Notes: Interstitial lung disease (ILD) was reported twice as frequently as the next case on the list (bronchiectasis) so

you would be wise to know your approach to ILD inside and out! It is worth being aware that many of the ILD patients

had another diagnosis to pick up upon as well (systemic sclerosis, rheumatoid etc.). Chronic obstructive airways

disease has always been an important case to prepare for. Candidates are reporting that many of the questions

relating to this case revolved around management of exacerbations (who to admit, when to use non-invasive

ventilation).

Abdominal

1. Splenomegaly
2. Patient on dialysis
3. Polycystic kidney disease

4. Renal transplant

5. Chronic liver disease

Notes: Splenomegaly just took the lead as the most frequently seen case. However it is clear that the nephrologists

around the country are helping supply patients for this exam in large numbers! Any PACES candidate should

definitely be planning to spend several hours (maybe even days) on renal wards and dialysis units learning to master

this popular topic. After the renal scenarios the next on the list was chronic liver disease (closely followed by isolated

hepatomegaly).

Neurology

1. Peripheral neuropathy

2. Parkinsonism

3. Muscular dystrophy

4. Multiple sclerosis

5. Eye findings (III, IV, VI, palsies, INO, ptosis)

Notes: Coding the neurology cases remains challenging, as many candidates remain unsure about the diagnosis

even after the exam! For those of you who have not done a neurology post, this remains one of the toughest stations

to excel in. The frequency of peripheral neuropathy remains very high. Every candidate should be ready to give a

detailed overview of causes and appropriate investigations of sensory or motor neuropathies. It is slightly surprising

to see Parkinsonism appearing so high on the list as this has not been reported previously as occurring so frequently.

Parkinsonism is of course an excellent case to demonstrate your knowledge of a common (and often misdiagnosed)

neurological disease. No doubt the top candidates will enjoy identifying the drug induced or vascular cases!

Station 5

Station 5 consists of two patients, and so we have included the top ten:

1. Rheumatoid arthritis

2. Systemic sclerosis

3. Hemianopia

4. Acromegaly

5. Ankylosing spondylitis

6. HIV related problems


7. Diabetic retinopathy

8. Neck lump
9. Retinitis pigmentosa

10. Thyroid eye disease

Notes: Candidates and examiners alike have met the introduction of the new station 5 with some apprehension.

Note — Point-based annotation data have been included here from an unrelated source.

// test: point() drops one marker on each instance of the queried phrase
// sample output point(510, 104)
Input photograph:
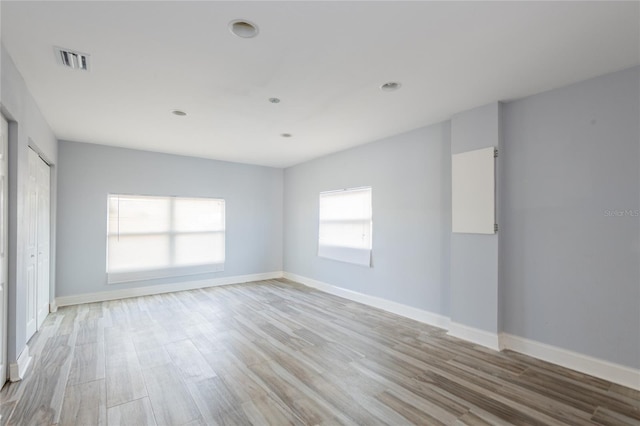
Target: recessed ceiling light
point(390, 86)
point(243, 28)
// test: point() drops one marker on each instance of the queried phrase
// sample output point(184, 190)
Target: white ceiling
point(325, 60)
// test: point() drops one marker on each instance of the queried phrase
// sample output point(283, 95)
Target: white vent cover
point(72, 59)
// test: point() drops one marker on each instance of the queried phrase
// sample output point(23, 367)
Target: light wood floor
point(276, 353)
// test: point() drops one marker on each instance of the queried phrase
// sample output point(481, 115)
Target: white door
point(31, 249)
point(4, 211)
point(43, 227)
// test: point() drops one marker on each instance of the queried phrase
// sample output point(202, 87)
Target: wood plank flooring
point(277, 353)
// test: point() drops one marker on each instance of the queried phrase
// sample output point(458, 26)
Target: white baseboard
point(426, 317)
point(164, 288)
point(474, 335)
point(18, 369)
point(616, 373)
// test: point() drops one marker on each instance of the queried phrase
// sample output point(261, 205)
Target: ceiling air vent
point(72, 59)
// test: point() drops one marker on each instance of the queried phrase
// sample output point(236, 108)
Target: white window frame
point(358, 254)
point(123, 276)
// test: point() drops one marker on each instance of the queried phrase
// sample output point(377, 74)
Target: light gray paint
point(570, 273)
point(410, 176)
point(27, 127)
point(474, 257)
point(253, 196)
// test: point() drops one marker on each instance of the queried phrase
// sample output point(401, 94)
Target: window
point(157, 237)
point(345, 226)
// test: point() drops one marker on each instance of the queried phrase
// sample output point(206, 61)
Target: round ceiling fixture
point(390, 86)
point(243, 28)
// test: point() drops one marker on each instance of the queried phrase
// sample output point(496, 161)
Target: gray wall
point(569, 271)
point(88, 173)
point(410, 176)
point(474, 257)
point(27, 127)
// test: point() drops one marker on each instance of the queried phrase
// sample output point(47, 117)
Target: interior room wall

However, as the dust is settling, it is clear that the new format is a success. The cases are reflecting our clinical

practice better and although some rarities are still coming up, these are much less frequent. The range of cases

reported was wide and presenting the top ten only barely does the station justice. However, if we had presented the

next ten as well, there would not have been many surprises. HIV is a newcomer to the exam and definitely a

condition to be familiar with (it was also a frequent contender in the history and communications stations). Obstructive

sleep apneoa was the main surprise in the next ten.